This is that special time of year when monarch butterflies grace our gardens, not to mention the milkweeds growing alongside farmers’ fields.
For a long time, these beautiful, fragile creatures were at the center of one of the great mysteries of science.
Every fall, people both east and west of the Rocky Mountains have watched the monarchs fly south. Every spring they return. Where do they hang out during the winter? An entomologist named Fred Urquhart devoted most of his life to answering that question.
Urquhart lived before the technological revolution that figured out how to attach tiny GPS tracking devices to butterfly wings. Instead, he and his colleagues had to tag, by hand, tens of thousands of monarchs so they could monitor their movements.
What Urquhart discovered is that monarchs east of the Rockies fly all the way to Mexico for the winter, sometimes traveling more than 3,000 miles.
The butterflies west of the Rockies, on the other hand, fly to wintering sites along the Pacific Ocean.
Nobody knows how they know how to do this.
What’s amazing is that scientists have taken butterflies from the West Coast and brought them to the Midwest. They fly right to Mexico. When they capture butterflies in Illinois and release them in Utah, those monarchs fly to the Pacific Ocean.
So when you switch the butterflies, they automatically switch overwintering sites. No one knows how they do that, either.
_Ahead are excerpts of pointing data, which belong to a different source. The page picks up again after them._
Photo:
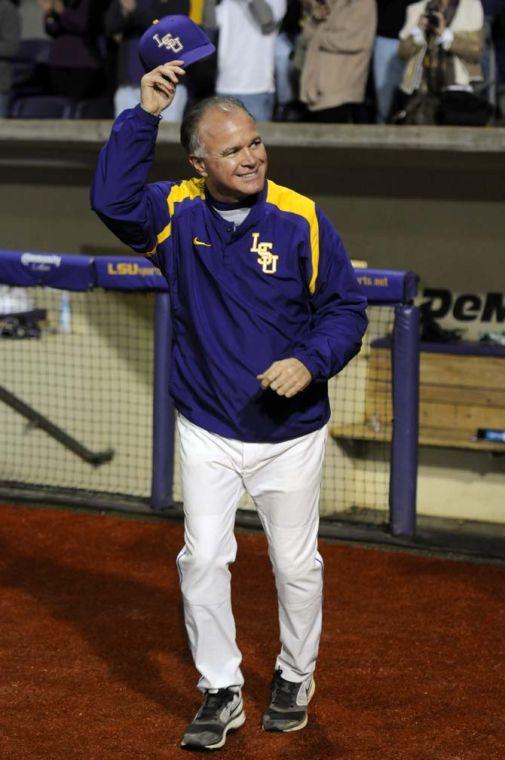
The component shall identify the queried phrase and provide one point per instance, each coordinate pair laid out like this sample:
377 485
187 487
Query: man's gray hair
190 138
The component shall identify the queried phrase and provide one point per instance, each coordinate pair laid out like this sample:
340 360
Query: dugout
426 199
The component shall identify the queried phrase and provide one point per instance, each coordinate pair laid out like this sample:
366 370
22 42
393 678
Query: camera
431 16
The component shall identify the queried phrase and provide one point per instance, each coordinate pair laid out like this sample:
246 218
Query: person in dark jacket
266 308
75 63
10 32
125 22
387 66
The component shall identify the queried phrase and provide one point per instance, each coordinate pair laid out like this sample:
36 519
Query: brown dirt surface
95 665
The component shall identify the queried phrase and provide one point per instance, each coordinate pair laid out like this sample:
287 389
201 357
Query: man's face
234 159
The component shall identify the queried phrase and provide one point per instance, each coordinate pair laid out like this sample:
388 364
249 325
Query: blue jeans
260 105
4 105
388 73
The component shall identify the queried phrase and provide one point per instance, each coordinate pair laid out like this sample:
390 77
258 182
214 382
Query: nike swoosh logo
199 242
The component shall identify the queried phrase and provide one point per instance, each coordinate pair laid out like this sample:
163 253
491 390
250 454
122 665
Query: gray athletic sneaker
221 710
288 709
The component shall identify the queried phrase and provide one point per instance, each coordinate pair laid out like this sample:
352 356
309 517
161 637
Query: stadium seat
30 68
94 108
42 107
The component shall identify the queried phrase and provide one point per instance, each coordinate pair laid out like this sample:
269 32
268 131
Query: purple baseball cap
174 38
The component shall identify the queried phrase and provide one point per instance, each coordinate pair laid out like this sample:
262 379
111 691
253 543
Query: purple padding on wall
382 286
404 448
128 273
462 348
55 270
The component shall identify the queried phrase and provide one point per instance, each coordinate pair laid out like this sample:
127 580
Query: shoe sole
233 724
302 723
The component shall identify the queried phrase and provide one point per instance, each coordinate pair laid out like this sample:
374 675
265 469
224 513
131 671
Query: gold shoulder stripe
287 200
189 188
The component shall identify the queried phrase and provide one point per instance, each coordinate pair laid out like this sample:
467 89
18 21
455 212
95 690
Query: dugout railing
85 413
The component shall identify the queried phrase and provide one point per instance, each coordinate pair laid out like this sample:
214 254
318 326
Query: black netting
76 378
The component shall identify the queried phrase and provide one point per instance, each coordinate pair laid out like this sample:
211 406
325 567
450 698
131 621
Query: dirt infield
95 666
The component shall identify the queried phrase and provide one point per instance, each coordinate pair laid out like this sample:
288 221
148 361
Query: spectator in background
76 65
10 33
125 22
333 54
493 60
442 44
286 78
246 49
387 66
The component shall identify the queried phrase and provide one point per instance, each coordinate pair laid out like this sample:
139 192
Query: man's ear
198 165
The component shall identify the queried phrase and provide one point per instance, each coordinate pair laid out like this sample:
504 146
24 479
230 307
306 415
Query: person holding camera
442 44
76 64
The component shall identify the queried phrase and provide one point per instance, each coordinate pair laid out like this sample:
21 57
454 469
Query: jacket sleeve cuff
446 38
309 363
145 116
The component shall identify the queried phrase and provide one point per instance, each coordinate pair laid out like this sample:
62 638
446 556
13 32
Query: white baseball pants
284 481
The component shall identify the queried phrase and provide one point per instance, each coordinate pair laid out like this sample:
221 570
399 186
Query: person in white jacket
246 50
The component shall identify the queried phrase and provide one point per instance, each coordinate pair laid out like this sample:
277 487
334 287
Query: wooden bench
459 392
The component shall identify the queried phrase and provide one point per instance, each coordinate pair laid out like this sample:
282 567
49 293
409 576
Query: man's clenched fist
286 377
157 88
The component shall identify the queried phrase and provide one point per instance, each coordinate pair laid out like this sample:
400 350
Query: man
333 55
265 308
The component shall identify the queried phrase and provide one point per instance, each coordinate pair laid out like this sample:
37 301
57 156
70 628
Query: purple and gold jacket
279 285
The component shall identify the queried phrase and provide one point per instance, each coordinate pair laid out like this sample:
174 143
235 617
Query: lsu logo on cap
170 43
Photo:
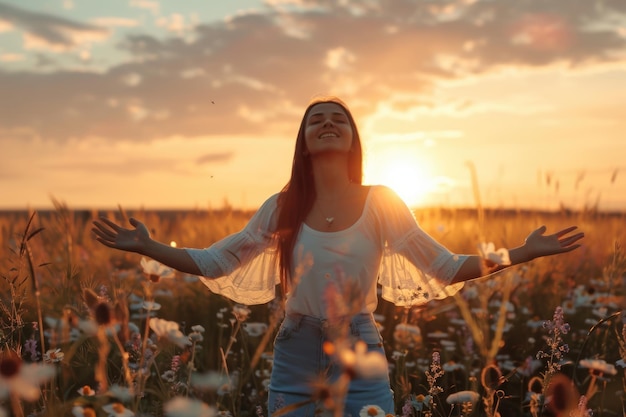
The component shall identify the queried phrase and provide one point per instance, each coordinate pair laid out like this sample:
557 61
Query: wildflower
434 373
198 328
556 328
30 347
534 396
117 409
241 312
255 329
209 381
598 367
420 402
151 306
169 376
452 366
170 331
22 379
123 394
86 391
187 407
155 270
463 397
371 411
53 356
407 336
562 395
491 377
83 411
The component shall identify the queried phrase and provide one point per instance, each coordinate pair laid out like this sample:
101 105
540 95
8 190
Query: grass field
85 332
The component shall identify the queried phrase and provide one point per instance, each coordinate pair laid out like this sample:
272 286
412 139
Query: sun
401 172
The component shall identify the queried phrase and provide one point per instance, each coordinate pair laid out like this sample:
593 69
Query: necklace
330 219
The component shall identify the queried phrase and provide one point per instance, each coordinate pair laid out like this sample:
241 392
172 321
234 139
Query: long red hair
298 195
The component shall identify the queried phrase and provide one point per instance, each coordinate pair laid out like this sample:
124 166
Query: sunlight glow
400 171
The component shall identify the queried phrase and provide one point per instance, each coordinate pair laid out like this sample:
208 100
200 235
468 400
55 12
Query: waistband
324 323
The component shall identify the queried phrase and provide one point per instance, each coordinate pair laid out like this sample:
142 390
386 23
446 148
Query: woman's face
328 129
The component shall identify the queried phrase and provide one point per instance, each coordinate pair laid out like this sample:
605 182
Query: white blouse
385 246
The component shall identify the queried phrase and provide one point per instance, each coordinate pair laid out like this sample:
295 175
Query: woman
325 231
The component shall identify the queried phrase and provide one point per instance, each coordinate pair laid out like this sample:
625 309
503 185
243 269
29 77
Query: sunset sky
192 103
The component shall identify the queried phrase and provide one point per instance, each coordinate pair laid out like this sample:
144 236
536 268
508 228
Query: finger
570 248
109 223
104 230
100 237
565 231
572 239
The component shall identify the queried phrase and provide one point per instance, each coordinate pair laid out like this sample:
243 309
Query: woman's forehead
326 107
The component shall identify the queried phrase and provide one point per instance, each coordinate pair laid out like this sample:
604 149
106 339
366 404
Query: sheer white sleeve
415 268
243 266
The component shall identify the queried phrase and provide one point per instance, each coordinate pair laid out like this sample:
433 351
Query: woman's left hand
538 244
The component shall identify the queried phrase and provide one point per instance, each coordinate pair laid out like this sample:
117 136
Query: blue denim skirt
300 364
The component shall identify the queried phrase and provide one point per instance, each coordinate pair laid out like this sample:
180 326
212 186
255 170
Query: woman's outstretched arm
138 240
537 245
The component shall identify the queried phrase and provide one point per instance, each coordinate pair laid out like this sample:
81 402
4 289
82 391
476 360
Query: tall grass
92 315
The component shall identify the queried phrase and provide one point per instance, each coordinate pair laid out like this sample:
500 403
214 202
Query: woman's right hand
114 236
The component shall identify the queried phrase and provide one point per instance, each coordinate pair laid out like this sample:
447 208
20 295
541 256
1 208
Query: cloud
47 30
136 165
214 157
254 72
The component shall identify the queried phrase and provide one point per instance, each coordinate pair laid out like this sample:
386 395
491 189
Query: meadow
89 331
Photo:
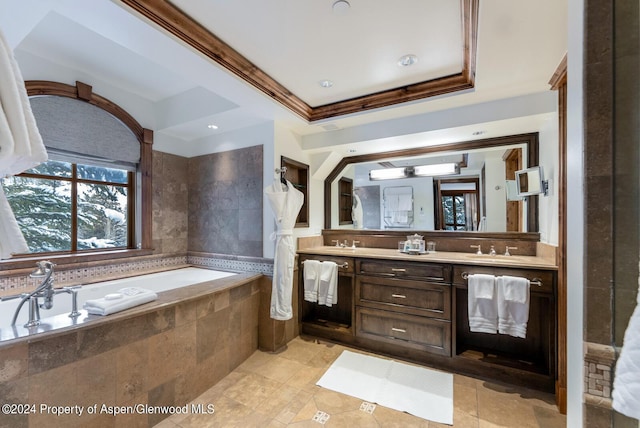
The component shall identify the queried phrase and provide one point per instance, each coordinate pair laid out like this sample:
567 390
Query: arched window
95 190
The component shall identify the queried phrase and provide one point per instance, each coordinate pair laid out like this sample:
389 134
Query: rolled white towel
125 298
513 305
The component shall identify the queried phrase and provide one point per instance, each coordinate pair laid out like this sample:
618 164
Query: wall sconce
414 171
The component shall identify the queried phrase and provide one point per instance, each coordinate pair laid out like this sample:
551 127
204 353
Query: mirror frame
532 148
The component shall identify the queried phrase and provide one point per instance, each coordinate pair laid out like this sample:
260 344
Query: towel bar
534 281
344 265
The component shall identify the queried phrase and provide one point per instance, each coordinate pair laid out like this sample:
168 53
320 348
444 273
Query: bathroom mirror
484 159
529 181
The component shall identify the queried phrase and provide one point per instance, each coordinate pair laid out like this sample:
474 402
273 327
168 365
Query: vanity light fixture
436 169
387 173
414 171
340 7
407 60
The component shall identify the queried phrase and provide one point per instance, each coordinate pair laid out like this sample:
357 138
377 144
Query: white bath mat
421 392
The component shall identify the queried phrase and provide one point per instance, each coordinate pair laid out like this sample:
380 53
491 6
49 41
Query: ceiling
177 84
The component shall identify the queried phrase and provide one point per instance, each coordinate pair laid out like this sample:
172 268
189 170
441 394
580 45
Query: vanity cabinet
413 313
417 311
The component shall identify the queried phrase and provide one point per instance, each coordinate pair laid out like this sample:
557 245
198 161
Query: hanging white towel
125 298
482 303
311 278
513 305
356 212
626 382
328 287
21 145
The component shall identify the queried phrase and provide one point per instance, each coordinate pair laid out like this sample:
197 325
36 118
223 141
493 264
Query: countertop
499 260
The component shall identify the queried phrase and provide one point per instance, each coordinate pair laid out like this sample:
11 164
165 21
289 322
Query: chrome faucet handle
73 290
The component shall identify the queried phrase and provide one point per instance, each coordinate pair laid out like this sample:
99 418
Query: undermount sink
500 257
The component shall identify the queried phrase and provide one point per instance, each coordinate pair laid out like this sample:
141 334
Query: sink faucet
506 251
45 291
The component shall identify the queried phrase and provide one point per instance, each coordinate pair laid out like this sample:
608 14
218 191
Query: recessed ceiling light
340 7
407 60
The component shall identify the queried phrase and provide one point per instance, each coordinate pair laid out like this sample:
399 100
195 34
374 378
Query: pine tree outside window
63 206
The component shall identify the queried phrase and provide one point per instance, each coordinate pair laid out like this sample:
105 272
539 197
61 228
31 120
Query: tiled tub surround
225 202
18 281
166 352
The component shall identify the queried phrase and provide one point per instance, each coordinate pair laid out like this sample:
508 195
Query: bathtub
158 282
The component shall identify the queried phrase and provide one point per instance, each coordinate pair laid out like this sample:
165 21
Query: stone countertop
63 324
532 262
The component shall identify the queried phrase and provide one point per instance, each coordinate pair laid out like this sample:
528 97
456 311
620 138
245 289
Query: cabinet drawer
413 297
345 264
397 269
409 331
547 278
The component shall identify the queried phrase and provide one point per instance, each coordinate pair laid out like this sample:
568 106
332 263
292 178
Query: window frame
74 181
83 92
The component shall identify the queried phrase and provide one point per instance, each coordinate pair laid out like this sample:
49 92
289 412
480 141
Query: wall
548 205
611 232
225 202
286 143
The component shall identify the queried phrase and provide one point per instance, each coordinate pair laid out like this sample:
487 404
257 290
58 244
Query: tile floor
278 390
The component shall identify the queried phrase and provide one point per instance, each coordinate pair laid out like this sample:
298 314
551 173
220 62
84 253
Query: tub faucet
506 251
44 290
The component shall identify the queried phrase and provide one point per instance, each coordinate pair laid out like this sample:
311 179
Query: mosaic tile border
104 270
88 274
599 361
264 267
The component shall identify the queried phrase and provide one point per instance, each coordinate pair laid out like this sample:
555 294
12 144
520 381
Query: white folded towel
626 382
328 288
482 304
311 279
125 298
513 305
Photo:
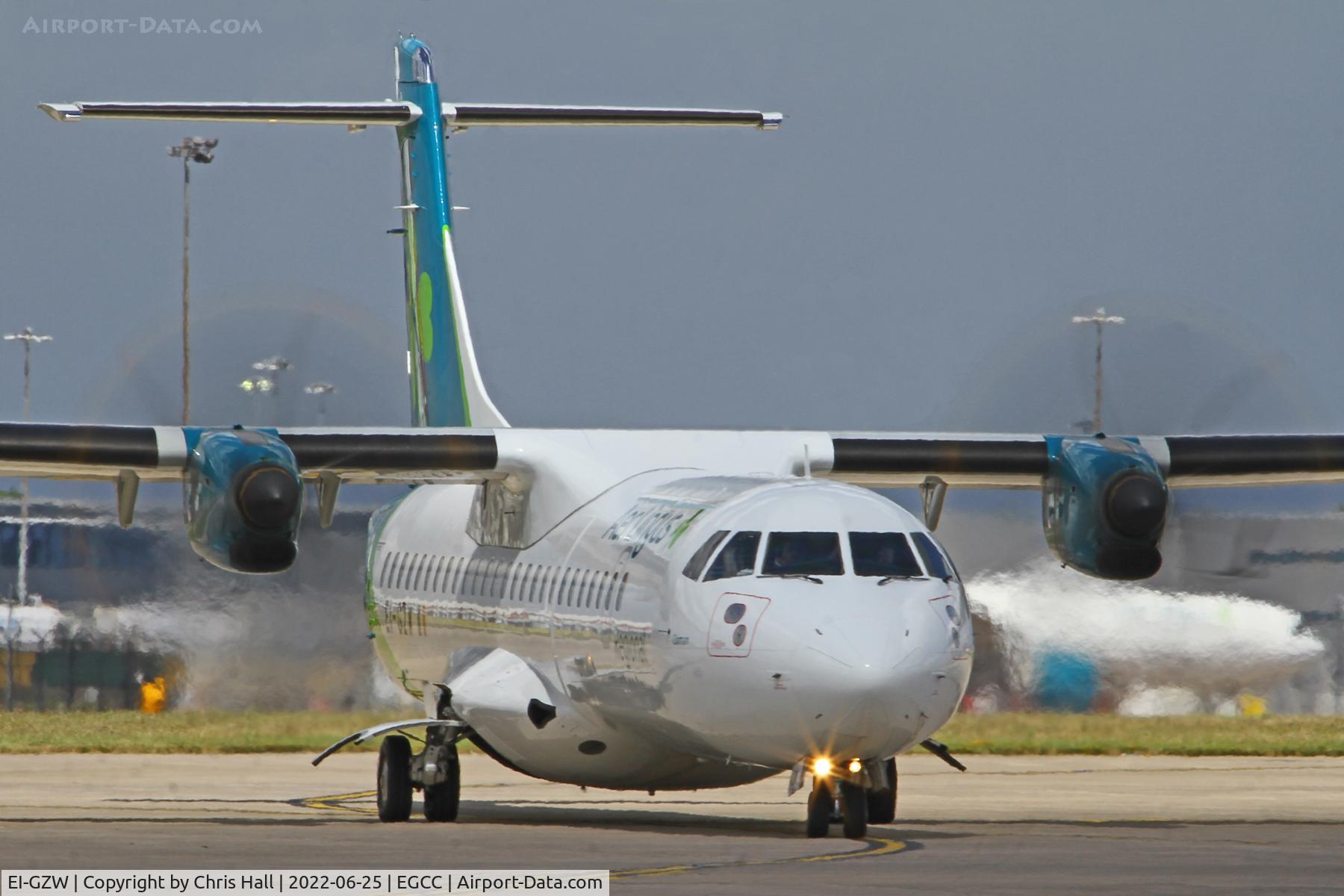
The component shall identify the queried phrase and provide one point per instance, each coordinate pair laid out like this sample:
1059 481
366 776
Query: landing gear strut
435 770
882 803
841 801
In 1975, 38 years into his research, Fred Urquhart finally found what he was looking for: a site in Mexico where millions of monarch butterflies spend the winter clinging to trees. Astonishingly, these “monarch forests” are in mountainous regions two miles above sea level. Today entomologists know of 20 such sites. One of them is featured in the picture above.
The eastern population of North America’s monarchs overwinters in the same 11 to 12 areas in the States of Mexico and Michoacan from October to late March.
Towards the end of winter, the butterflies begin their annual northward return trip. Monarchs, by the way, are the only butterfly species known to do a two-way migration, like birds. These particular butterflies, however, fly only a few hundred miles. Then they lay their eggs and die. Their children continue the trip north.
Then another generation goes a few hundred miles, only to deposit their eggs and die. Finally, a fourth generation completes the epic journey, arriving to sip Midwestern nectar.
Thus, if you see a monarch butterfly this summer, it’s quite likely the great-grandchild of one of the monarchs that was in your garden last summer.
It takes at least four generations of monarch butterflies to complete the migration back and forth across North America. No wonder this phenomenon has been described as one of the most spectacular events in the natural world – and is presumably why so many butterflies spend so much of their free time browsing Ancestry.com.
God’s design for our lives – the mission to which he has called us – is a bit like the migratory mission of monarch butterflies. It cannot be completed within our lifetimes.
By God’s grace, during the span of our few decades of life, we can see signs here and there that God’s kingdom is breaking out and breaking through. But God alone knows the timetable for the ultimate healing of this broken world.
In the words of Father Oscar Romero, a Catholic priest who was martyred in 1980 in El Salvador: “We are workers, not master builders. Ministers, not messiahs. We are prophets of a future not our own.”
The God who’s in charge of tomorrow knows where all of our efforts – and the efforts of succeeding generations – will ultimately take us.
Our call, in the meantime, is to play small but crucial parts in a very long story.
In other words, we get to fly one leg of the journey.
And to do that today with all our body, mind, soul, and strength.